Anyway, I missed ‘cousin’ Bill’s keynote speech which is a stain on my copybook. Other than how to run an intern programme I’m not sure what I would have learned from Bill anyway. He spoke about the need for a light hand – in regulation I think!
So on day one I am up at 4:00am. Usual jet lag stuff. So I do a bit of work and then take shower, have an early breakfast and get myself over to the convention centre by 7.30am when the doors open and registration begins. Knowing what the queues are like at MWC on day one, I didn’t want to be at the back of the mad crush. By 7.31 I’m registered.

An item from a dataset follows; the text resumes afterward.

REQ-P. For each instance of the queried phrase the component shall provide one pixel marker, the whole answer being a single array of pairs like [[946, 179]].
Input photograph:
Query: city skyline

The first keynote, which I’m not attending, is at 9:00am and my plan is to walk the exhibition floors until 11 o’clock when I have my first meeting of the day scheduled. So with time to kill I head off to the Starbucks for breakfast number two – but I am on extra skinny lattes, so it doesn’t count. Anyway, the free WiFi is at Starbucks so it’s a good place to kill time. I discover later that the exhibition floor also shuts at 5:00pm. 11 till 5! What sort of opening hours are they? Definitely one up to MWC here.
There is a huge retail section in the conference (unlike MWC) and I discover that there are thousands and thousands of different mobile cases one can buy. Leading edge stuff this.
The rest of the floor is the usual exhibition mixture of old and new. I’m always intrigued by who is not exhibiting. I think this always tells one a lot about the show. So no Alcatel Lucent and no Nokia Siemens Networks. Now NSN I can sort of understand but ALU? In the USA? Blimey we’re even in French New Orleans so you’d have thought even the Alcatel branch would be OK to come here. So Ericsson, Huawei and ZTE dominated the infrastructure space. Apple of course are not here but as at MWC they still managed to cast a long shadow over the event.
No naughty CBOSS here but no shortage of short skirts and white teeth. I got though a lot of business cards but never did win the promised iPad. Sure has increased my spam count though.
It struck me walking around the hall that for the vast majority of exhibitors, I wouldn’t have a clue what they did from just looking at their stand and reading all their banners. We do work in a strange industry.
The main themes of the show were much as one would expect in the main. LTE, data off-load, small cells, IP traffic management, LTE WiFi combo plays, lots of devices – but nothing new, mobile money was big as was NFC and they go together now. Can we have some more spectrum please was another common rallying call. Oh, and M2M is the next big thing – so it’s official – as an industry, we’ve run out of ideas.
Congratulations to LG and the marvellous flash dance by all the staff on the stand.
What else (apart from short skits sells?). Well, HTC were blowing bubbles (doesn’t that song contain the line “and like my dreams they fade and die”).
So my final thoughts on CTIA 2012. A well organised and presented show. For the astute visitor there is more to be leant on the exhibition floor than in the keynotes. The wireless industry, from a carrier’s perspective, is undergoing fundamental change. The role of the carrier, the importance of the network and customer ownership changes are big issues the mobile operators need to grapple with but somehow not addressed at this show. This may well be because the answers are never going to come from a trade show. That doesn’t detract from the value of a trade show such as this which is more geared towards the technologies that serve our industry rather than strategies.